È il “sogno” confidato ai giornalisti da mons. Rafael Cob García, vicario apostolico di Puyo, in Ecuador. Interpellato su quante siano le vocazioni sacerdotali in Amazzonia, Garcìa ha risposto che nella Regione panamazzonica ci si trova di fronte a “due difficoltà tra i candidati: i popoli indigeni fanno un grande sforzo per arrivare alla vocazione, sono veramente pochi quelli che arrivano a quel punto, molti si scoraggiano e se ne vanno”. L’altra grande difficoltà è “la comprensione della disciplina della Chiesa cattolica romana, che comprende il celibato”. Di qui la grande pertinenza dell’impegno del Sinodo per “individuare nuovi cammini a servizio della Chiesa”, nell’ottica di un’inculturazione che tenga presente come “la mentalità degli indigeni è diversa dalla cultura occidentale”. Sulla necessità di “riformulare il curriculum” dei futuri sacerdoti, nei seminari, si è soffermata suor Zully Rosa Rojas Quispe, delle Suore Missionarie Domenicane del Santo Rosario, membro dell’èquipe itinerante “Bajo Madre de Dios” impegnata nella pastorale indigena del vicariato apostolico di Puerto Maldonado, in Perù: “la formazione dei seminaristi – ha fatto notare la religiosa – si limita alla filosofia e non alla saggezza ancestrale e all’apprendimento delle tante lingue dei popoli dell’Amazzonia”.
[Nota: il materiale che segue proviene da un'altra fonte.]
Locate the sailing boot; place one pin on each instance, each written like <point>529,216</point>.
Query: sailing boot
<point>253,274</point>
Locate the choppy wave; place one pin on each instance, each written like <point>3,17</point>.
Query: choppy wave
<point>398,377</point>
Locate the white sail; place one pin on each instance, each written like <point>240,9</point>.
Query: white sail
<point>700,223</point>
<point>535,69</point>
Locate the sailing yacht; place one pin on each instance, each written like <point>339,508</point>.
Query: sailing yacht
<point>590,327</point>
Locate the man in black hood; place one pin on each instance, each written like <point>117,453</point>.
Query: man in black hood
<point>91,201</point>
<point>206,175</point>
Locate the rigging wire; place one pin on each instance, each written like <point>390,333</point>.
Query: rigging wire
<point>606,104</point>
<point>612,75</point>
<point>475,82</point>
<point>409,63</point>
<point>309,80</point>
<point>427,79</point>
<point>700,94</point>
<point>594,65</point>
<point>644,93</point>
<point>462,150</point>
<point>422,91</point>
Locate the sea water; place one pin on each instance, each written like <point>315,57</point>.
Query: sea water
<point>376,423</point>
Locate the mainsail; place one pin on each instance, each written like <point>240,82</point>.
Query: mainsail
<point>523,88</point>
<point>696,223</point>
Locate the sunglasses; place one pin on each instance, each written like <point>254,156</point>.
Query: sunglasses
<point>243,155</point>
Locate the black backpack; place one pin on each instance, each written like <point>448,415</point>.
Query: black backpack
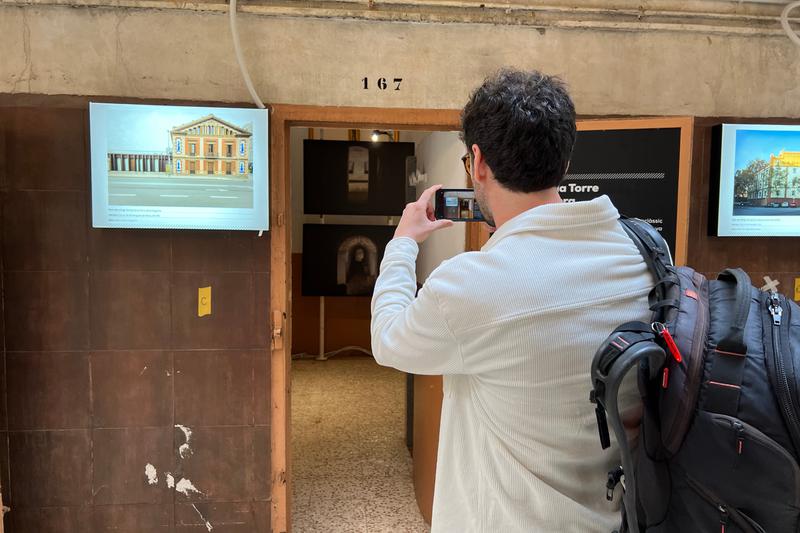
<point>719,372</point>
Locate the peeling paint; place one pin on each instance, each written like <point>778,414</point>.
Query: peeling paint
<point>184,486</point>
<point>185,450</point>
<point>187,432</point>
<point>203,518</point>
<point>151,473</point>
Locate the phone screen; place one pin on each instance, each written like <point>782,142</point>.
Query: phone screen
<point>458,205</point>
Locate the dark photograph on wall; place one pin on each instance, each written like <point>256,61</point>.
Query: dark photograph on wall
<point>355,178</point>
<point>637,169</point>
<point>342,260</point>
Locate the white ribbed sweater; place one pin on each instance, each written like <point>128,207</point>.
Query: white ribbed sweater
<point>513,328</point>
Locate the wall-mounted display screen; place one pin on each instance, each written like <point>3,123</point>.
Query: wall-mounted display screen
<point>179,167</point>
<point>342,260</point>
<point>755,180</point>
<point>355,178</point>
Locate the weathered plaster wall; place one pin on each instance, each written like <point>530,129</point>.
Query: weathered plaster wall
<point>739,66</point>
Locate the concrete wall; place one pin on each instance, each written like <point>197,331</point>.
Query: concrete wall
<point>732,59</point>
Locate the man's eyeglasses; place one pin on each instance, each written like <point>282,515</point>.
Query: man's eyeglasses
<point>467,164</point>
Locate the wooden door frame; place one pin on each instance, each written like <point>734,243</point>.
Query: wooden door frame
<point>282,119</point>
<point>285,117</point>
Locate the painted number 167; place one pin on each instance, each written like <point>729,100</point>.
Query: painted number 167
<point>382,83</point>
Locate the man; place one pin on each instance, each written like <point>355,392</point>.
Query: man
<point>513,328</point>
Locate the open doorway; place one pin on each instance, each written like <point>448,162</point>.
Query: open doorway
<point>352,432</point>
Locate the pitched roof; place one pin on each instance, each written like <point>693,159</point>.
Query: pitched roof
<point>237,129</point>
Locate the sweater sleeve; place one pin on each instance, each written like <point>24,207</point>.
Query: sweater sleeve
<point>410,334</point>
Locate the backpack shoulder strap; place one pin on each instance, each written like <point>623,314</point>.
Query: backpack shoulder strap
<point>651,245</point>
<point>629,346</point>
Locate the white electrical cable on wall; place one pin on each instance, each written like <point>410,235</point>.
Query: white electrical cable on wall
<point>239,57</point>
<point>785,22</point>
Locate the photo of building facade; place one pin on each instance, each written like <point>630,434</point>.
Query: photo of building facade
<point>205,162</point>
<point>777,181</point>
<point>211,146</point>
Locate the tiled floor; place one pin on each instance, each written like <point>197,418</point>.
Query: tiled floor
<point>351,469</point>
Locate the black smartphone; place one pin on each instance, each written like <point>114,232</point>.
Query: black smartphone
<point>457,204</point>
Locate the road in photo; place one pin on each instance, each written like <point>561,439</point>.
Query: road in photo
<point>164,190</point>
<point>763,211</point>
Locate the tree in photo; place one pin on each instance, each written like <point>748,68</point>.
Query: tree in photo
<point>745,179</point>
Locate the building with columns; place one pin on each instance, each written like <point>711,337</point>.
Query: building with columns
<point>211,146</point>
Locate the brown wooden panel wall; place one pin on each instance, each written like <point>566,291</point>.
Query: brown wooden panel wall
<point>104,355</point>
<point>776,257</point>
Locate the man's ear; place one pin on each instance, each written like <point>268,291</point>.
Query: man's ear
<point>479,167</point>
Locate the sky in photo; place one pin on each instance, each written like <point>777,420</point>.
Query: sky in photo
<point>760,144</point>
<point>145,128</point>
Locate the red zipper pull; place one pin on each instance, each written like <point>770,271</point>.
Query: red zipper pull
<point>662,330</point>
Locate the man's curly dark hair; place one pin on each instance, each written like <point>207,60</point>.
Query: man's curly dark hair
<point>524,124</point>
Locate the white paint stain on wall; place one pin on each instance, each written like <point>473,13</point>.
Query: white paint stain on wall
<point>203,518</point>
<point>184,486</point>
<point>151,473</point>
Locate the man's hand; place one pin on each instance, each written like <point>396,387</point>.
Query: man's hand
<point>418,219</point>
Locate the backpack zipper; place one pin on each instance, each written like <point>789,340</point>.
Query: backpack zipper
<point>784,394</point>
<point>726,514</point>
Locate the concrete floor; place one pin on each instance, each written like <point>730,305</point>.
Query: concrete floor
<point>351,470</point>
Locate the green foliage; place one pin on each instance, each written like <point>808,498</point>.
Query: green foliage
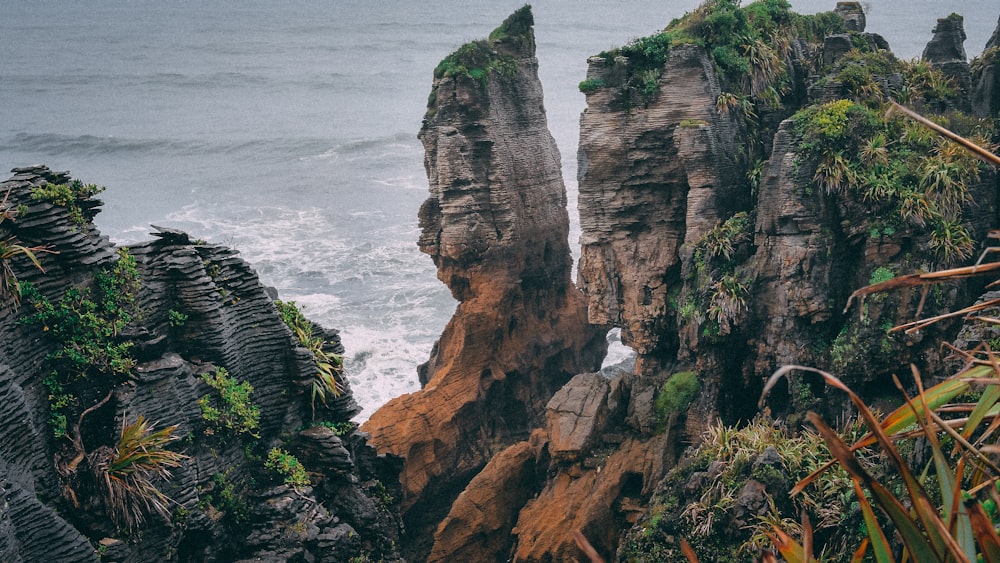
<point>381,494</point>
<point>720,294</point>
<point>69,196</point>
<point>339,428</point>
<point>929,85</point>
<point>935,514</point>
<point>591,85</point>
<point>748,45</point>
<point>329,379</point>
<point>676,395</point>
<point>230,410</point>
<point>10,248</point>
<point>477,60</point>
<point>287,466</point>
<point>916,179</point>
<point>176,318</point>
<point>87,324</point>
<point>692,123</point>
<point>127,472</point>
<point>863,73</point>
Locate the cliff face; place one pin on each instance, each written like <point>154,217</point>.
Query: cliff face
<point>716,233</point>
<point>200,308</point>
<point>496,226</point>
<point>652,179</point>
<point>985,76</point>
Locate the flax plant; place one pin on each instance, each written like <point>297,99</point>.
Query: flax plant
<point>126,474</point>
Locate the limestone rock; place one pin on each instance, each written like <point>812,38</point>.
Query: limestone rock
<point>231,322</point>
<point>575,414</point>
<point>496,226</point>
<point>946,51</point>
<point>986,78</point>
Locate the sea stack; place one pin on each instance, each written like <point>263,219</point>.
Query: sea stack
<point>496,226</point>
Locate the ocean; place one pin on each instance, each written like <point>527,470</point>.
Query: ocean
<point>288,131</point>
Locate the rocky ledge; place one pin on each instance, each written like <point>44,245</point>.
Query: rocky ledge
<point>724,223</point>
<point>196,308</point>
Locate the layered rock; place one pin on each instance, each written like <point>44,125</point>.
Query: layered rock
<point>653,177</point>
<point>946,51</point>
<point>986,78</point>
<point>496,226</point>
<point>225,504</point>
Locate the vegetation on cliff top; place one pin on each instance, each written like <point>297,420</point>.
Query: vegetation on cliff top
<point>478,59</point>
<point>748,45</point>
<point>914,179</point>
<point>11,248</point>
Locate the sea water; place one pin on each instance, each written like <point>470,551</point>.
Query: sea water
<point>288,130</point>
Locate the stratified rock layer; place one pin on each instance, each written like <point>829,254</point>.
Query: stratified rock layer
<point>653,177</point>
<point>496,226</point>
<point>986,78</point>
<point>219,513</point>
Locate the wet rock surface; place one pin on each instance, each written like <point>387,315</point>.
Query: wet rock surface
<point>222,505</point>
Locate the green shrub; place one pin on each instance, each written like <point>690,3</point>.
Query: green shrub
<point>176,318</point>
<point>127,472</point>
<point>676,394</point>
<point>591,85</point>
<point>880,275</point>
<point>230,410</point>
<point>288,467</point>
<point>86,324</point>
<point>329,379</point>
<point>67,195</point>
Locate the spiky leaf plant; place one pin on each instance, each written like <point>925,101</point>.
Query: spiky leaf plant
<point>10,247</point>
<point>329,379</point>
<point>126,474</point>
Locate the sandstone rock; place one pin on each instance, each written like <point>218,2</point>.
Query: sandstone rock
<point>853,14</point>
<point>496,226</point>
<point>652,178</point>
<point>478,525</point>
<point>986,79</point>
<point>575,414</point>
<point>946,51</point>
<point>232,323</point>
<point>591,502</point>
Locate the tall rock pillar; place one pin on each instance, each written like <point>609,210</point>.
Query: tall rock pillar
<point>496,226</point>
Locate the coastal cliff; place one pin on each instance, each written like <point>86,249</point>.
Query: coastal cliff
<point>188,311</point>
<point>732,195</point>
<point>738,178</point>
<point>496,226</point>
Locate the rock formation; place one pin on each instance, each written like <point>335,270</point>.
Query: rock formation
<point>496,226</point>
<point>201,308</point>
<point>652,178</point>
<point>714,280</point>
<point>986,78</point>
<point>946,51</point>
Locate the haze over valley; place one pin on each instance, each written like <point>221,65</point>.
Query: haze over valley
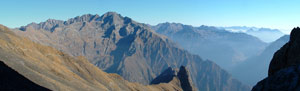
<point>149,46</point>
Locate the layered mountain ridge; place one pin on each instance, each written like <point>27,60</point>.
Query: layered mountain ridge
<point>256,68</point>
<point>58,71</point>
<point>223,47</point>
<point>120,45</point>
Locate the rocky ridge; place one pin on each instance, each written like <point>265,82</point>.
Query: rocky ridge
<point>58,71</point>
<point>118,44</point>
<point>284,67</point>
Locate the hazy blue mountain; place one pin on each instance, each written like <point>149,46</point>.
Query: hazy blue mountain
<point>256,68</point>
<point>223,47</point>
<point>120,45</point>
<point>265,34</point>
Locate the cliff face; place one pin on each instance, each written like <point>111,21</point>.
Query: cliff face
<point>118,44</point>
<point>288,55</point>
<point>12,80</point>
<point>284,67</point>
<point>58,71</point>
<point>255,68</point>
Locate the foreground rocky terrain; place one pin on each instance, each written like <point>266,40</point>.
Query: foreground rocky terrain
<point>255,68</point>
<point>118,44</point>
<point>284,69</point>
<point>47,67</point>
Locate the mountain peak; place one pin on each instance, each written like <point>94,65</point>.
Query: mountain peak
<point>111,14</point>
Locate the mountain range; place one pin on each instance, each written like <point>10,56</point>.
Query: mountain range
<point>223,47</point>
<point>256,68</point>
<point>283,73</point>
<point>261,33</point>
<point>26,65</point>
<point>118,44</point>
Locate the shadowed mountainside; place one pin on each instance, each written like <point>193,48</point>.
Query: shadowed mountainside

Con l’introduzione dei “peccati ecologici” nel novero dei peccati tradizionali, il Sinodo per l’Amazzonia “è l’opportunità per la Chiesa di far sì che l’ecologia integrale entri in maniera organica nel discorso teologico, ampliando l’ambito della morale cristiana e introducendo i peccati contro l’ambiente e il pianeta”.
Ne è convinto mons. Ciocca Vasino, che rispondendo alle domande dei giornalisti ha fatto notare che “tutta l’ecclesiologia andrebbe ripensata integrando il concetto di ecologia integrale: sarebbe un grande allargamento della prospettiva ecclesiologica”.